Ennahda has been careful not to play a visible role too soon, for fear of accusations that it was transforming a popular revolt into an Islamic revolution as happened in Iran in 1979.
There, the exiled leader and cleric Ayatollah Ruhollah Khomeini became the supreme leader of a new Islamic Republic.
Ghannouchi did not return immediately. His party will field no presidential candidate. Ennahda will take part in parliament elections but Ghannouchi himself will not run for public office.
That position allays fears among some Tunisians that the Islamists will try to hijack the revolution. At the same time, if Ennahda wins a respectable number of parliament seats, it could emerge as kingmaker in presidential elections.
“Khomeini returned to a revolution of his making. Ghannouchi is coming to be part of a revolution not of his making. He can’t claim this revolution,” said Sadiki, who has long studied Ennahda and was on Ghannouchi’s flight from London.
“They will go for 35 or 40 percent of the vote to show that they have legitimacy, nothing more. What you have to watch is what they do at the level of society, civic groups, NGOs.”
No one has forgotten the 1989 election, when Ennahda was allowed to participate. It won a respectable share of the vote, alarming Ben Ali who banned Ennahda and crushed its members.
Ennahda may prove no less alarming to secular opposition groups who won less than 3 percent of the vote in the 1989 poll and will surely fear a similar trouncing by the Islamists now.
Ennahda’s only rival in terms of numbers and organisation is the labour union, which briefly joined the interim government after Ben Ali’s fall. It had been in alliance with Ben Ali but ultimately swung behind the revolt and is rebuilding its image.
Tunisia’s handful of secular opposition parties tend to comprise a few hundred supporters coalescing around one leader.
Much has yet to be decided in Tunisia. The country needs a new election law, for instance, as existing legislation severely curbs multi-party participation. Secular groups may push for proportional representation as that model limits large groups, allows small parties a role and encourages coalition-building.
That would be to the detriment of Ennahda, though the group may well feel confident enough to accept such a concession.
“People say we face a problem in the Arab world, that our choice is either between dictators or Islamists,” said Fathi Jerbi, an economics professor and opposition activist.
“We should have proportional representation so we don’t end up with one large party and so no one can rule alone.”

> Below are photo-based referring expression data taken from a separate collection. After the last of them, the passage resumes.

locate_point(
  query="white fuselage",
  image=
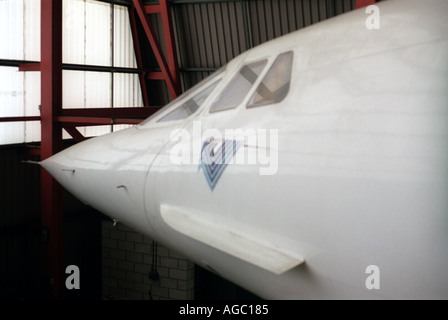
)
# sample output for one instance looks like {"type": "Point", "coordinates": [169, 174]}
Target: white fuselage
{"type": "Point", "coordinates": [350, 170]}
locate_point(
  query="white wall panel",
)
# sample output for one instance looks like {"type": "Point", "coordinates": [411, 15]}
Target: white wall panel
{"type": "Point", "coordinates": [31, 45]}
{"type": "Point", "coordinates": [127, 91]}
{"type": "Point", "coordinates": [11, 92]}
{"type": "Point", "coordinates": [98, 33]}
{"type": "Point", "coordinates": [73, 31]}
{"type": "Point", "coordinates": [31, 93]}
{"type": "Point", "coordinates": [11, 29]}
{"type": "Point", "coordinates": [98, 90]}
{"type": "Point", "coordinates": [73, 86]}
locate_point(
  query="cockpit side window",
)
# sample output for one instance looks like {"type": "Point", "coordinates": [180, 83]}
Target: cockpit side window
{"type": "Point", "coordinates": [238, 87]}
{"type": "Point", "coordinates": [275, 84]}
{"type": "Point", "coordinates": [190, 106]}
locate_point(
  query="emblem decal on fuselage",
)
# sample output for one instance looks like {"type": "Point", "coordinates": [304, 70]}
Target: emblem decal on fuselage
{"type": "Point", "coordinates": [215, 156]}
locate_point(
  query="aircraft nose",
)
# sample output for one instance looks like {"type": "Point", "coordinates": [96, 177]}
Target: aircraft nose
{"type": "Point", "coordinates": [107, 173]}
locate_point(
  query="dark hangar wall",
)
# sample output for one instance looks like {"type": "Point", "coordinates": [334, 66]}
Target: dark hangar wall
{"type": "Point", "coordinates": [209, 33]}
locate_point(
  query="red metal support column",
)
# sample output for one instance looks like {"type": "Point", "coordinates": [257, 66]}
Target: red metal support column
{"type": "Point", "coordinates": [364, 3]}
{"type": "Point", "coordinates": [138, 55]}
{"type": "Point", "coordinates": [51, 137]}
{"type": "Point", "coordinates": [168, 32]}
{"type": "Point", "coordinates": [168, 65]}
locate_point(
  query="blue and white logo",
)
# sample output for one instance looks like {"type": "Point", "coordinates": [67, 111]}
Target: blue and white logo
{"type": "Point", "coordinates": [215, 156]}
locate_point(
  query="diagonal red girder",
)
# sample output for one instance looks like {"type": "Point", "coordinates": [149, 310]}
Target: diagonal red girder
{"type": "Point", "coordinates": [169, 65]}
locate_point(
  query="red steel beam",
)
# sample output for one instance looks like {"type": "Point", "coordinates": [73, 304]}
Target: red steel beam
{"type": "Point", "coordinates": [19, 119]}
{"type": "Point", "coordinates": [364, 3]}
{"type": "Point", "coordinates": [170, 43]}
{"type": "Point", "coordinates": [173, 85]}
{"type": "Point", "coordinates": [51, 141]}
{"type": "Point", "coordinates": [138, 55]}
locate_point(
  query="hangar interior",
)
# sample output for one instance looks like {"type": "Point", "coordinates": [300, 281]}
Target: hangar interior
{"type": "Point", "coordinates": [106, 65]}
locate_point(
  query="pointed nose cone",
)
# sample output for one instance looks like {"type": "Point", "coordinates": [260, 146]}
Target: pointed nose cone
{"type": "Point", "coordinates": [107, 173]}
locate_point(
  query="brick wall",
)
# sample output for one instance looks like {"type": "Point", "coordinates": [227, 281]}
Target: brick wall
{"type": "Point", "coordinates": [127, 260]}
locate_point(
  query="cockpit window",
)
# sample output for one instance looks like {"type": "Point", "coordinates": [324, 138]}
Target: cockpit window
{"type": "Point", "coordinates": [186, 108]}
{"type": "Point", "coordinates": [275, 84]}
{"type": "Point", "coordinates": [190, 106]}
{"type": "Point", "coordinates": [238, 87]}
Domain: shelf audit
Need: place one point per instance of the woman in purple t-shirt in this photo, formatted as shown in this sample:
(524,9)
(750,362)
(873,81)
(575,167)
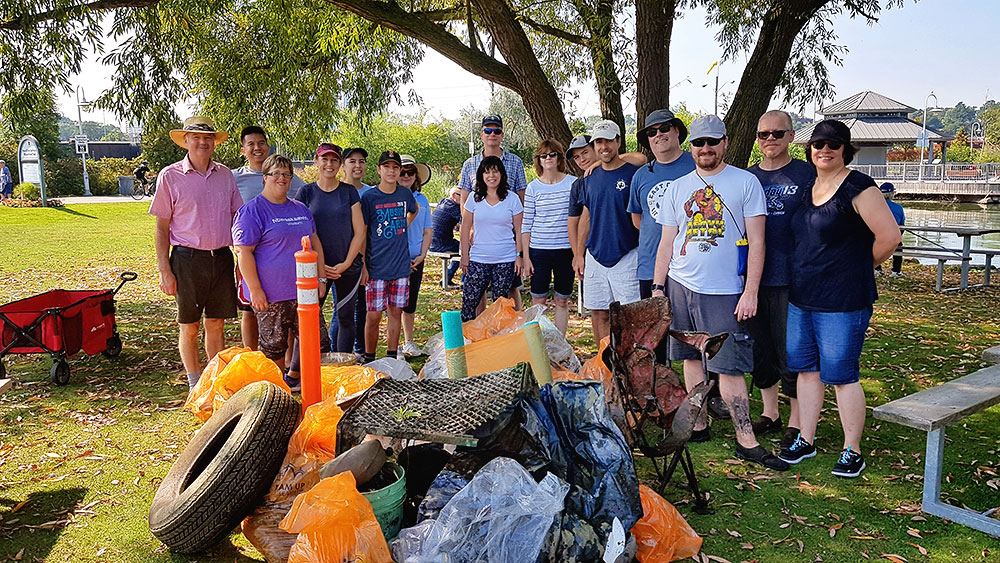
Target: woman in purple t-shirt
(267,231)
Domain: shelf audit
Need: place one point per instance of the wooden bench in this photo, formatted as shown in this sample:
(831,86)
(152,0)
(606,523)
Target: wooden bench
(932,410)
(446,259)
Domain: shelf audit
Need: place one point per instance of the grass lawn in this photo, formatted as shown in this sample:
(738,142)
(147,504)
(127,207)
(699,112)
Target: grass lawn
(79,464)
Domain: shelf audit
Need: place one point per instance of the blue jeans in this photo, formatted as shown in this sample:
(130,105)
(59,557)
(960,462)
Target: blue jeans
(829,343)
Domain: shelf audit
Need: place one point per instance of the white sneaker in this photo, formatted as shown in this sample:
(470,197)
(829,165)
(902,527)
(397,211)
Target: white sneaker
(410,350)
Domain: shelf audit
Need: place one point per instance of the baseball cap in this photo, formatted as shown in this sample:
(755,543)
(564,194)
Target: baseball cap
(492,119)
(578,142)
(661,116)
(390,156)
(708,127)
(328,148)
(605,129)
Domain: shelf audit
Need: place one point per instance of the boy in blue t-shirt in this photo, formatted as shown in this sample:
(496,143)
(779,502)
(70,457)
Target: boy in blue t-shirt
(387,210)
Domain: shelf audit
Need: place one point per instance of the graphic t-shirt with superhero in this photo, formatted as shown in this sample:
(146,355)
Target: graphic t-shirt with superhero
(709,214)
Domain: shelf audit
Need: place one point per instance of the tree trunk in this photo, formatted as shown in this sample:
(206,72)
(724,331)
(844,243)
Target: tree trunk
(782,23)
(654,24)
(539,96)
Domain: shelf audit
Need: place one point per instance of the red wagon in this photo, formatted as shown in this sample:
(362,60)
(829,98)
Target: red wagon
(61,323)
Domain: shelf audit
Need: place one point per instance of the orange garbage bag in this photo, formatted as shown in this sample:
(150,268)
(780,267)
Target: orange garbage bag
(662,534)
(335,523)
(312,444)
(199,400)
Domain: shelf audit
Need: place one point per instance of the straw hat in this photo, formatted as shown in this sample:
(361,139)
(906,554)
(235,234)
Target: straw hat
(197,124)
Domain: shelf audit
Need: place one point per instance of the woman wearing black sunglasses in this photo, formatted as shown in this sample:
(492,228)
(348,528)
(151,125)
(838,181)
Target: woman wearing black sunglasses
(842,228)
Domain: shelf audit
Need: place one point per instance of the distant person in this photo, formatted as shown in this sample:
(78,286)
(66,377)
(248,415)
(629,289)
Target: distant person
(888,192)
(336,208)
(444,222)
(267,231)
(412,177)
(194,208)
(250,182)
(388,210)
(492,258)
(784,180)
(842,229)
(544,232)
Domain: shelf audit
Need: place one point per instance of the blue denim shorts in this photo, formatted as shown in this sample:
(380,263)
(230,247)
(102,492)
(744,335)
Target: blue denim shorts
(829,343)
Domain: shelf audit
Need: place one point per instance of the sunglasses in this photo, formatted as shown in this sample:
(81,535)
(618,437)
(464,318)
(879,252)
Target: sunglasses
(703,142)
(777,134)
(820,145)
(652,131)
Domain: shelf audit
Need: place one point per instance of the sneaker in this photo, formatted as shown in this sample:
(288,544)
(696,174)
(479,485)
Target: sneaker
(850,464)
(799,450)
(410,350)
(791,433)
(699,436)
(759,455)
(293,383)
(766,425)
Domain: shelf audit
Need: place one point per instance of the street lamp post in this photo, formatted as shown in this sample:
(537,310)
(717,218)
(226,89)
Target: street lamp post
(924,141)
(79,119)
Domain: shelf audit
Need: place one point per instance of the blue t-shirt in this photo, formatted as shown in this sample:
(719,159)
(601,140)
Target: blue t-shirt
(276,231)
(447,214)
(415,232)
(332,213)
(387,254)
(648,187)
(783,190)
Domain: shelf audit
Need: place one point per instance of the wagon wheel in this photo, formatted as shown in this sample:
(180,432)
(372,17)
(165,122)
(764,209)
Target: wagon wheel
(113,347)
(60,371)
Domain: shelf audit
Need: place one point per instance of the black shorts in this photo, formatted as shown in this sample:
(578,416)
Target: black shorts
(553,268)
(205,283)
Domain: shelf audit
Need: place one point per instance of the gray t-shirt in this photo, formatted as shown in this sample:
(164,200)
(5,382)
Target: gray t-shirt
(709,214)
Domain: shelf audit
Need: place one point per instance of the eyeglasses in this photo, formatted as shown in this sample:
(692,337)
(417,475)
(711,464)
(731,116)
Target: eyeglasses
(703,142)
(652,131)
(820,145)
(777,134)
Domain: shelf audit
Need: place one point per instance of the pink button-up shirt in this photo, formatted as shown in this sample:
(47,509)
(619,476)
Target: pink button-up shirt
(200,207)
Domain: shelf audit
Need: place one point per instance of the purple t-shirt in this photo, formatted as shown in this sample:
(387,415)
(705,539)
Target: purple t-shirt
(276,231)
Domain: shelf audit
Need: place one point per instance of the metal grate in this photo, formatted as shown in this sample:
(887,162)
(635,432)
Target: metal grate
(437,410)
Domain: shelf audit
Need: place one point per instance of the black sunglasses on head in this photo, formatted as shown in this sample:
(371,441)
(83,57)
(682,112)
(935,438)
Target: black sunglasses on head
(777,134)
(703,142)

Ghannouchi has compared his party more to Turkey’s moderate ruling AKP than to Egypt’s harder line Muslim Brotherhood.
Indeed, Ennahda’s supporters at the airport wore only light beards. Women wore headscarves but did not cover their faces.
“Ennahda would never tell you to wear the hijab. It is your choice. We are against these extremists who misrepresent us,” said Samda Jbeili, who was at the airport to greet Ghannouchi.
Not all Tunisians believe this moderate stance will last. Some say a harder line could yet come to the fore. Others say Ennahda may bide its time and work at the social level to build a society amenable to political Islam.
That could take years in secular Tunisia, where the personal status code bans polygamy and protects gender equality.
“The Ghannouchi of today is not the Ghannouchi of the 1980s. It is a different Ghannouchi altogether. At the time there was talk of an Islamic state, of Islamic law,” Sadiki said.
“No Islamist can really accept Tunisia’s personal status code, but they have learnt what taboos to poke and what to leave and for now they will leave it. That is a huge concession.”